Cara Ninina morire d’inverno non è un gran che. Una misura di tè che non calza al mio piede. Uno zoccolo duro d’elefante che struscia la vagina contro un albero del tè. Per sacralizzare una cerimonia che dista mille chilometri di asia e inferno. Una castagna circoncisa mi sposta da una parete all’altra per assaporare la ghisa che pende dalle mie labbra sensuali di pantegana suadente. Così voglio essere ricordata ai posteri, come un’ardua sentenza. Forse sbaglio?
Un protocollo di pagine di frusta scende dal cielo con la manna degli ebrei e rotola verso fiumi d’inchiostro per mostrare la retta via al dio della pagina bianca. Che in fondo non si scompone e mostra il fianco a diverse interpretazioni. Una coccinella si innamora di un bue e spara fuori il minitauro, un toro con le ali di farfalla, ma che quando si fa una sega fa piovere per una settimana. La chiamano “manna dal cielo” e se la mangiano tutti quando fanno un crociera nel mar rosso.

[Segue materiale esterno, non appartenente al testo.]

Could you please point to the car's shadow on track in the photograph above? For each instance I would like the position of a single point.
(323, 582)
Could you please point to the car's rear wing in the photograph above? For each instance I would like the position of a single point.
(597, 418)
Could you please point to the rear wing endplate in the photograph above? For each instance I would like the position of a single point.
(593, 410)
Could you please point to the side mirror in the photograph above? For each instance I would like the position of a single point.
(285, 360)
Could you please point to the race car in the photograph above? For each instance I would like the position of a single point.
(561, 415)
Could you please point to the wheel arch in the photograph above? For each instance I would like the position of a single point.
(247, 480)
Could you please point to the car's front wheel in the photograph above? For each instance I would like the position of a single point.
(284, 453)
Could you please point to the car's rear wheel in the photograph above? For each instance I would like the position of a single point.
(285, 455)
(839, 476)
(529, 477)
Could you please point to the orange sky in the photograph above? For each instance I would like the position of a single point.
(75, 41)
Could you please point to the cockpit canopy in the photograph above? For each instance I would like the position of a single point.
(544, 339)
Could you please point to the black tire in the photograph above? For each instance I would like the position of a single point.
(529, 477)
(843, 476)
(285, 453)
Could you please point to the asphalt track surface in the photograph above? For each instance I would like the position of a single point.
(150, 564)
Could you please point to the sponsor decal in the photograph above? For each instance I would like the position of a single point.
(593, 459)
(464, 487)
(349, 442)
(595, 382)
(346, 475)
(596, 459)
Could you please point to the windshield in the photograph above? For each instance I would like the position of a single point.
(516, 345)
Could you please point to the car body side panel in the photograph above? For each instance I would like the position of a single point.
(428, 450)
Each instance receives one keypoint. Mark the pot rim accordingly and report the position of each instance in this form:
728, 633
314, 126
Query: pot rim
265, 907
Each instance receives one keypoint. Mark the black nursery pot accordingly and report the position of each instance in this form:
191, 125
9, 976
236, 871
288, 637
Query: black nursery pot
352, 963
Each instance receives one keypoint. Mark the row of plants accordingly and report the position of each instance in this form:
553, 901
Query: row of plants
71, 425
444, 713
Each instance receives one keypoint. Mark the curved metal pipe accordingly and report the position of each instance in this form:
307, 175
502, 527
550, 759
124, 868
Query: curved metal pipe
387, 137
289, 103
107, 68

Un atavico senso della paura pervade la schiena di un topo di appartamento finché non si trova faccia a faccia con uno squalo tigre che gli chiede una penna per disegnarsi un paio di baffi come dio comanda. È così che diventano amici per le palle e partoriscono conigli di serra bonsai che ridono a ogni barzelletta che gli racconta berlusconi. Una tragedia greca si abbatte su questo mare di salmoni che piangono dalla gioia di un impatto con la topa morta di salsa ketchup e pantegane puttane.
Ma in fondo quale può essere il trend ascendente di un morto?